Le Tribunal administratif de Versailles rejette la requête en référé d'un particulier souhaitant qu'une commune clarifie sa position sur un projet de co-living. Le juge estime que l'article L. 521-3 du code de justice administrative ne permet pas d'enjoindre à une administration de "clarifier sa position". De plus, la demande est jugée inutile, le requérant n'ayant pas préalablement sollicité directement la commune pour obtenir les informations souhaitées.
Le Tribunal administratif de Versailles, statuant par ordonnance, a enjoint au préfet des Yvelines de proposer un logement adapté à Mme B..., reconnue prioritaire et en situation d'urgence par la commission de médiation. Le juge a assorti cette injonction d'une astreinte de 500 euros par mois de retard, estimant que l'absence d'offre de logement après l'expiration du délai légal justifait une mesure manifeste. La décision s'appuie sur les articles L. 441-2-3-1 et R. 441-16-1 du code de la construction et de l'habitation.
Le Tribunal administratif de Versailles, statuant par ordonnance, a enjoint au préfet des Yvelines de proposer un logement adapté à Mme B..., reconnue prioritaire et devant être logée d'urgence par la commission de médiation. Cette injonction, assortie d'une astreinte de 500 euros par mois de retard, est prononcée sur le fondement de l'article L. 441-2-3-1 du code de la construction et de l'habitation, le délai légal de six mois pour une proposition de logement étant expiré. La demande de l'allocation de frais de procédure est rejetée, faute de justification.

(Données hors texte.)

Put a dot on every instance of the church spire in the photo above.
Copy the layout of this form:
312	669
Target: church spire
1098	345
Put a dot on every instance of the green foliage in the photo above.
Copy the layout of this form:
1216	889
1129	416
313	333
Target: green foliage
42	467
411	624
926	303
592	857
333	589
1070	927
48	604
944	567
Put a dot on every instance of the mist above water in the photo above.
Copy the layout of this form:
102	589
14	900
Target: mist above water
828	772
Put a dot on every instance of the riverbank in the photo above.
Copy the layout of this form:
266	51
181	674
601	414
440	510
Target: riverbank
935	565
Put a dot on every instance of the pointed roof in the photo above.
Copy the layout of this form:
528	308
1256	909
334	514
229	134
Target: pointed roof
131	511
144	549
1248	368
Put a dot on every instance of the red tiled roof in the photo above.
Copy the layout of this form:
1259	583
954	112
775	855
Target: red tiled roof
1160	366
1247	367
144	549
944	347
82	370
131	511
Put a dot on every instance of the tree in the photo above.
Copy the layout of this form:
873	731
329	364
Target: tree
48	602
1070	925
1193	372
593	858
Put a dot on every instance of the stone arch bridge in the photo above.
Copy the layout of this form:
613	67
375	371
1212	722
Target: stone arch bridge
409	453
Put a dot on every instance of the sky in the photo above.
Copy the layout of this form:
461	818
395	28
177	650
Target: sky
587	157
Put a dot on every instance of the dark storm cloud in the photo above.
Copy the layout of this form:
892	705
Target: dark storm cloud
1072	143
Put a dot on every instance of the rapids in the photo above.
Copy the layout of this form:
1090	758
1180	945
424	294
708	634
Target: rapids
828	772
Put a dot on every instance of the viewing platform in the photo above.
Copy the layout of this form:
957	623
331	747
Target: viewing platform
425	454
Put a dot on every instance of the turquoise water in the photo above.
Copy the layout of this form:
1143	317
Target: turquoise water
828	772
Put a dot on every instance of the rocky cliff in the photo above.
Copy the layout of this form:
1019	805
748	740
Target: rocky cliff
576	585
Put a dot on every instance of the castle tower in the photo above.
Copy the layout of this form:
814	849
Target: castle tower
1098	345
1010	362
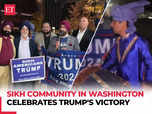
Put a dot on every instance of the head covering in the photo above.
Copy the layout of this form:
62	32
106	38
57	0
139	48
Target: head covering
6	23
129	13
66	24
27	24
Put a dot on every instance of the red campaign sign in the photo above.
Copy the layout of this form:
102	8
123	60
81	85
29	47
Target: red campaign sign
1	109
9	9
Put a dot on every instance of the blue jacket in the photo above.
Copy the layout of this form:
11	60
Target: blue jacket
32	44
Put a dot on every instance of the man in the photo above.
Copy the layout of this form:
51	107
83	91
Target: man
7	52
25	46
64	41
130	55
83	34
43	38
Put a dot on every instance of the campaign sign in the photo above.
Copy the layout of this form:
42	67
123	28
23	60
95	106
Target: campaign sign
101	44
63	66
28	69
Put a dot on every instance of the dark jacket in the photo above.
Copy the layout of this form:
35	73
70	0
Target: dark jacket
85	41
32	44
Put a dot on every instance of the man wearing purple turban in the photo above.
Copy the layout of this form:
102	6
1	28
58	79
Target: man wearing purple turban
130	54
7	52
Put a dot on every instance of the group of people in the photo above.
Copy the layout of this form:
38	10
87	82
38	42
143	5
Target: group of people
130	55
24	46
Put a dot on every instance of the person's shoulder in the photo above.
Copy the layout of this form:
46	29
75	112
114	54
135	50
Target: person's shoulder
72	37
38	34
141	41
53	34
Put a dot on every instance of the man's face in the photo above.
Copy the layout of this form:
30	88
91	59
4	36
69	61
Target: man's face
118	26
7	28
46	28
62	28
24	32
83	23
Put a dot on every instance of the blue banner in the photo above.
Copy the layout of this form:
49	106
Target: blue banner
28	69
63	66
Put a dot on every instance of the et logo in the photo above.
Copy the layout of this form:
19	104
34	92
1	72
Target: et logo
1	109
9	9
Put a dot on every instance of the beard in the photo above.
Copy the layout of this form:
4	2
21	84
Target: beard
46	33
24	35
62	33
6	33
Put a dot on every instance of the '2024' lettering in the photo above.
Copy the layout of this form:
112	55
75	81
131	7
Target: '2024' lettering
66	76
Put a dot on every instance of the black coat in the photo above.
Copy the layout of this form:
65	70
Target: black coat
32	44
85	41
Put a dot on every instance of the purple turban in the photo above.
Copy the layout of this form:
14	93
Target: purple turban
129	13
66	24
6	23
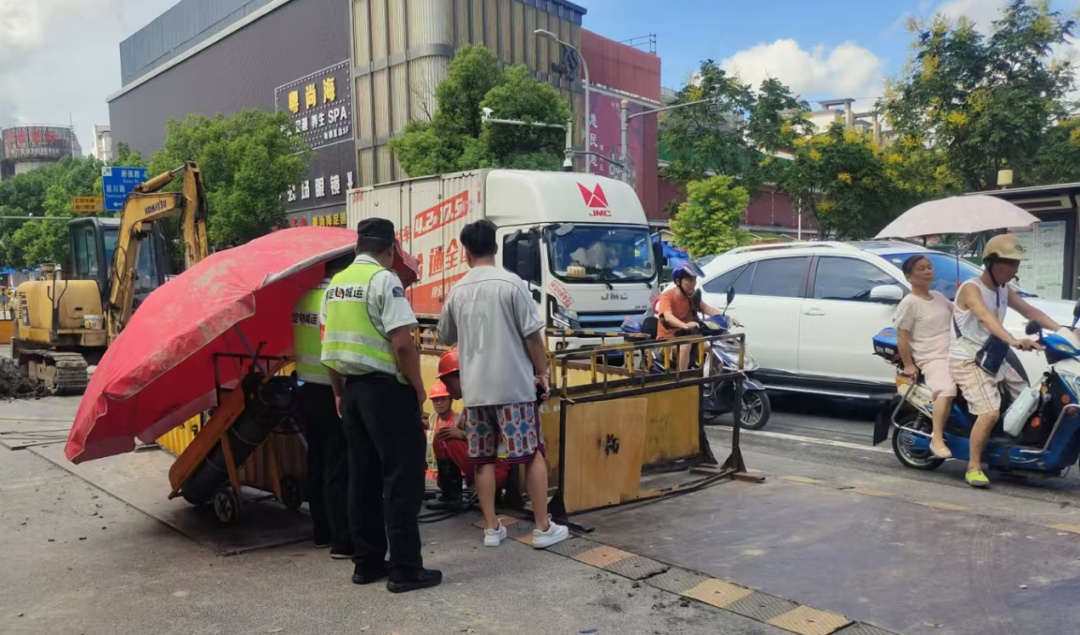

Le Tribunal administratif de Versailles, saisi d'un recours pour excès de pouvoir contre la décision de clôture d'une demande de titre de séjour, s'est déclaré incompétent. Il a ordonné la transmission du dossier au Tribunal administratif de Melun, considérant que la requérante résidait dans le ressort de cette dernière juridiction à la date de la décision attaquée. Cette solution d'incompétence est fondée sur les articles R. 312-8 et R. 221-3 du code de justice administrative, appliqués conformément à la procédure de transmission prévue à l'article R. 351-3 du même code.